Gritty fantasy: in high fantasy, nobody needs to slip off behind the bushes and pee. Women probably do not have periods. If there are beggars, they are not too repulsively pathetic. If there are street urchins, they are not actually starving. If there are thieves, they probably have heart of gold, or at least redeeming features of some kind.
In gritty fantasy, on the other hand, we have, uh, grit. The grime is added back into the world.
Streets are filthy, and we get a good look at the sewage. Beggars have rotting fingers, and we get to smell the putrification. Poor families may sell a child to slavers, and may not feel especially bad about the necessity, either.
But this doesn’t mean that the author doesn’t show us the beauty in the world, too. The grittiness is another layer added to the world, a layer that is more or less elided in high fantasy.
Or so it seems to me.
So Grimdark = unrealistically grim and dark; elides beauty, honor, love, and any sense of the ineffable; both protagonists and the world wind up worse off at the end; also probably gritty.

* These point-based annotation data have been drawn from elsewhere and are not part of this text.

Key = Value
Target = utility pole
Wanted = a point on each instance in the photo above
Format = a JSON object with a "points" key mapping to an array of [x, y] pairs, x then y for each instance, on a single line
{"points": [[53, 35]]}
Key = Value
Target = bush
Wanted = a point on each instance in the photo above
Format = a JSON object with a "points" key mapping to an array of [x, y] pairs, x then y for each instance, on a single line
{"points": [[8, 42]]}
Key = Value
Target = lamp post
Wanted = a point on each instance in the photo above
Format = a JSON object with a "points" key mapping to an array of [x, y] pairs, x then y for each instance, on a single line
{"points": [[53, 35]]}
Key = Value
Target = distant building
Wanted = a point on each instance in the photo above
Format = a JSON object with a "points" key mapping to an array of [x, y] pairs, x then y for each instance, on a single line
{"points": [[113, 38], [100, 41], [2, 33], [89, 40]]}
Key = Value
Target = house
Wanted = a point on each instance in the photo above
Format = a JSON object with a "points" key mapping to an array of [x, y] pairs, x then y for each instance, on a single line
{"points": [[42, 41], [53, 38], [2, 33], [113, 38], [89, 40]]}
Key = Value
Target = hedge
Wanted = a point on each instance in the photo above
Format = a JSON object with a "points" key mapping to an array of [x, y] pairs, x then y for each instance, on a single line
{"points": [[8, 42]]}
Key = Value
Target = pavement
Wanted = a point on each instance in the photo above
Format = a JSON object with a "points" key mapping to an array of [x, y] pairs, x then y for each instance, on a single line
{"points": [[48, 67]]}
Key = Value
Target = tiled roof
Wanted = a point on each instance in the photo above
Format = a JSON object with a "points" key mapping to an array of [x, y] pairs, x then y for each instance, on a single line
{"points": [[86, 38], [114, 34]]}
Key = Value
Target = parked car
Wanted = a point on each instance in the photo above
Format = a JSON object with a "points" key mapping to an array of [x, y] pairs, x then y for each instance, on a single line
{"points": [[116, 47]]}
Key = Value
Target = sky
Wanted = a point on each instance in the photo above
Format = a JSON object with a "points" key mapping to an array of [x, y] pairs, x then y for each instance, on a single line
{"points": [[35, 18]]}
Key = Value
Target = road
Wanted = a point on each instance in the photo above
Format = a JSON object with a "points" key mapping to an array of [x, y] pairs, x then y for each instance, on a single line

Dark = not unrealistically grim; includes the beautiful as well as the horrible — see Locke Lamora’s relationship with Jean, for example; if the protagonist is worse off at the end, it’s because there’s a cliffhanger and another book is expected, because in the end the story will reach a satisfying conclusion. May or may not be gritty, because it’s perfectly possible for a story to be dark high fantasy.
Gritty = the grimy details of the world are shown, but the story may either be grimdark fantasy, dark fantasy, or adventure fantasy. You can’t tell just from the word “gritty.”
Now, if only everyone would adopt my definitions, think how much easier it would be for me to find the books I would most like to read! None of this conflating “gritty” and “dark” and “grimdark.” We could have a simple letter code, like moving ratings! Tuck a little GD or DK or GRT or HF in the corner of the cover. Wouldn’t that be handy! Clear up all that confusion in a heartbeat!
(Hah hah hah, no, just kidding, can you imagine the arguments about what rating any particular book deserved?)